INGREDIENTS:
12oz semisweet chocolate, chopped
12 Tbsp unsalted butter (sub vegan butter)
¼ tsp fine salt
6 large eggs, room temperature
1½ cup granulated sugar (sub 1 cup coconut sugar)
Vanilla Whipped Cream:
1 cup heavy cream (sub almond milk, I like Three Trees)
2 tsp pure vanilla paste (sub vanilla extract)

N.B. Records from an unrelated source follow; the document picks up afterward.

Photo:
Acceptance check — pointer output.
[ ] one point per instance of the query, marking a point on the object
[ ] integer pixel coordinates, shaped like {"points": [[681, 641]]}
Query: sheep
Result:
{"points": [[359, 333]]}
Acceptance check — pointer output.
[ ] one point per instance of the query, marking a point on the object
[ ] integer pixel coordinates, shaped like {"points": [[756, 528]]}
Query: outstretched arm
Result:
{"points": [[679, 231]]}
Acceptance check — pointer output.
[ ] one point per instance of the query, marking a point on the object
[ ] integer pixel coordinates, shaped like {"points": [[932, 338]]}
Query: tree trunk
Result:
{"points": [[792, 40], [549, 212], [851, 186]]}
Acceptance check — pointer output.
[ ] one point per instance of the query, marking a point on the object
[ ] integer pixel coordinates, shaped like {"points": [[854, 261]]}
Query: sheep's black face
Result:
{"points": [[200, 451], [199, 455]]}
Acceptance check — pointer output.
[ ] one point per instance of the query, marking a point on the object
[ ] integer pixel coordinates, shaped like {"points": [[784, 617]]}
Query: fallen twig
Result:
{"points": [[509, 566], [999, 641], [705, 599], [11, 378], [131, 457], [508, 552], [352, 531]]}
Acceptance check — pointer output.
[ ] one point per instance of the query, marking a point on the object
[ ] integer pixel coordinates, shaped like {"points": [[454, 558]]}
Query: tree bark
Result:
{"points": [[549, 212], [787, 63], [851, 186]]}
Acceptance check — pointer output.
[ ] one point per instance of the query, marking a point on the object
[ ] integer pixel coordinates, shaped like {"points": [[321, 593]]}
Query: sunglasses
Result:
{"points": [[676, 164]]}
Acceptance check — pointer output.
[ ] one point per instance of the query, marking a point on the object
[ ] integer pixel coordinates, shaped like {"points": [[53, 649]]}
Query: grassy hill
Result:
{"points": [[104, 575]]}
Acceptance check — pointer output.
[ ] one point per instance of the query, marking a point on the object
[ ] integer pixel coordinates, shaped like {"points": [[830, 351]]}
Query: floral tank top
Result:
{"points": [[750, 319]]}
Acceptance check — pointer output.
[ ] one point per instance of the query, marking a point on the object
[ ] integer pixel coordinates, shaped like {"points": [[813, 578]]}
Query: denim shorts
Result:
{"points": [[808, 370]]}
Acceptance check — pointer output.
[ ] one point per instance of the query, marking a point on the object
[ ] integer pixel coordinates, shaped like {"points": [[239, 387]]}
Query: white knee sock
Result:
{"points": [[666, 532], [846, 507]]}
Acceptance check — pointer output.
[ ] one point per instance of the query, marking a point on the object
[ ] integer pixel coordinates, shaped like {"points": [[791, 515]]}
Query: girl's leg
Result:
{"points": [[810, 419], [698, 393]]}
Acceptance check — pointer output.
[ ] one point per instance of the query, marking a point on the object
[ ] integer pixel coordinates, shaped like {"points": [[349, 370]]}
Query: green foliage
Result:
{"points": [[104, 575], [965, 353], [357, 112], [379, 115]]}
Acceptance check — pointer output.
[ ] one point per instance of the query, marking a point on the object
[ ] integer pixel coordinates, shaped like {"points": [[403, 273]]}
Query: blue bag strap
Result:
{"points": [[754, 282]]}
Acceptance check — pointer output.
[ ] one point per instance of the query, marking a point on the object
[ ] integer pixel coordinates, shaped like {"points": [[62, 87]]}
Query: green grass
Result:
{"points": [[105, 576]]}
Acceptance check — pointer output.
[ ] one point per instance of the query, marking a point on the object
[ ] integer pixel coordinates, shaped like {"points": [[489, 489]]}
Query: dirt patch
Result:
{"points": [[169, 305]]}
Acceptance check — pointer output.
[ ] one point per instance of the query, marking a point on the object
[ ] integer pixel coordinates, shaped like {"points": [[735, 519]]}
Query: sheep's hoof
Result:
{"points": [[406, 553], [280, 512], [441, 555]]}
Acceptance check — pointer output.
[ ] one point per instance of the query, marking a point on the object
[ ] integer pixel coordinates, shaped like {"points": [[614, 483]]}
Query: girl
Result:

2 tsp powdered sugar (sub date sugar)
TOPPINGS
JF Vanilla Whipped Cream
Powdered sugar, sifted (sub date sugar)
Cocoa powder, sifted
Raspberries
PROCESS
Preheat the oven to 325º. Spray a 9x2" spring form pan with nonstick spray. Put the chocolate, butter and salt in a large microwave safe bowl. Melt in the microwave on 75% power for 2 minutes. Stir and microwave again until the ingredients are completely melted, about 2 minutes more. Alternatively, put the chocolate and butter in a heatproof bowl and bring a saucepan filled with an inch or so of water to slowly simmer; set the bowl on the pan without touching the water. Stir occasionally until melted. Beat the eggs and sugar with a standing or handheld mixer until light and thickened, about 8 to 10 minutes. Fold the melted chocolate into the whipped eggs until evenly combined. Pour the batter into the prepared pan and bake for about 1 hour and 25 minutes. Remove the cake from the oven when a toothpick inserted into the center comes out wet, but not gooey. Let the cake cool on a rack. When ready to serve remove the ring from the spring form mold. Dust the cake with powdered sugar or cocoa powder. Serve with whipped cream or ice cream if desired.Vanilla Whipped Cream:
Beat the cream and vanilla in a chilled bowl with a whisk or an electric mixer just until it holds a loose peak. Lift the beater from the cream and look at the shape of the peak at the end of the whisk; it should hold a lazy curve. Sift the sugar over the cream and continue to beat just until it holds a soft peak. Make sure not to over beat the cream or it will be curdy. Serve, or refrigerate covered up to 4 hours.